5 Designing ODBC Applications for Performance Optimization : Managing Connections and Updates

Managing Connections and Updates
The guidelines in this section will help you to manage connections and updates to improve system performance for your ODBC applications.
Managing Connections
Connection management is important to application performance. Optimize your application by connecting once and using multiple statement handles, instead of performing multiple connections. Avoid connecting to a data source after establishing an initial connection.
Although gathering driver information at connect time is a good practice, it is often more efficient to gather it in one step rather than two steps. Some ODBC applications are designed to call informational gathering routines that have no record of already attached connection handles. For example, some applications establish a connection and then call a routine in a separate DLL or shared library that reattaches and gathers information about the driver. Applications that are designed as separate entities should pass the already connected HDBC pointer to the data collection routine instead of establishing a second connection.
Another bad practice is to connect and disconnect several times throughout your application to process SQL statements. Connection handles can have multiple statement handles associated with them.
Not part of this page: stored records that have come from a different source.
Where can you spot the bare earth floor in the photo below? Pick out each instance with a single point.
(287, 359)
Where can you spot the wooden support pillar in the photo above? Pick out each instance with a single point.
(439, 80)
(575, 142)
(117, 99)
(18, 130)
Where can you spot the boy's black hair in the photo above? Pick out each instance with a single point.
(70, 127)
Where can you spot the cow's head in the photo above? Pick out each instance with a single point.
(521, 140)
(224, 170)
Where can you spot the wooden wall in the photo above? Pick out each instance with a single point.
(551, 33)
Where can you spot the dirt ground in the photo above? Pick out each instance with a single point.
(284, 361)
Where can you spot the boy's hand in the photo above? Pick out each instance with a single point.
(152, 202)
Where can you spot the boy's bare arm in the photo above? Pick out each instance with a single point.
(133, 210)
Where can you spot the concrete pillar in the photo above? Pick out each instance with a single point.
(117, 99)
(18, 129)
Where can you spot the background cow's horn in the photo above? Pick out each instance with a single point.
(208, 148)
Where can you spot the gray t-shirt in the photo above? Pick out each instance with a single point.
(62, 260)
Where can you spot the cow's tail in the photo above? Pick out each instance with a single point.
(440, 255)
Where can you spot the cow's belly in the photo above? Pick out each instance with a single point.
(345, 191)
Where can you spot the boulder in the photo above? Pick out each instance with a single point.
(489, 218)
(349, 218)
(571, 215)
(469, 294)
Statement handles can provide memory storage for information about SQL statements. Therefore, applications do not need to allocate new connection handles to process SQL statements. Instead, applications should use statement handles to manage multiple SQL statements.
You can significantly improve performance with connection pooling, especially for applications that connect over a network or through the World Wide Web. With connection pooling, closing connections does not close the physical connection to the database. When an application requests a connection, an active connection from the connection pool is reused, avoiding the network round trips needed to create a new connection.
Connection and statement handling should be addressed before implementation. Spending time and thoughtfully handling connection management improves application performance and maintainability.
Managing Commits in Transactions
Committing data is extremely disk I/O intensive and slow. If the driver can support transactions, always turn autocommit off.
What does a commit actually involve? The database server must flush back to disk every data page that contains updated or new data. This is not a sequential write but a searched write to replace existing data in the table. By default, autocommit is on when connecting to a data source. Autocommit mode usually impairs system performance because of the significant amount of disk I/O needed to commit every operation.
Some database servers do not provide an Autocommit mode. For this type of server, the ODBC driver must explicitly issue a COMMIT statement and a BEGIN TRANSACTION for every operation sent to the server. In addition to the large amount of disk I/O required to support Autocommit mode, a performance penalty is paid for up to three network requests for every statement issued by an application.
Although using transactions can help application performance, do not take this tip too far. Leaving transactions active can reduce throughput by holding locks on rows for long times, preventing other users from accessing the rows. Commit transactions in intervals that allow maximum concurrency.
Choosing the Right Transaction Model
Many systems support distributed transactions; that is, transactions that span multiple connections. Distributed transactions are at least four times slower than normal transactions due to the logging and network round trips necessary to communicate between all the components involved in the distributed transaction. Unless distributed transactions are required, avoid using them. Instead, use local transactions when possible.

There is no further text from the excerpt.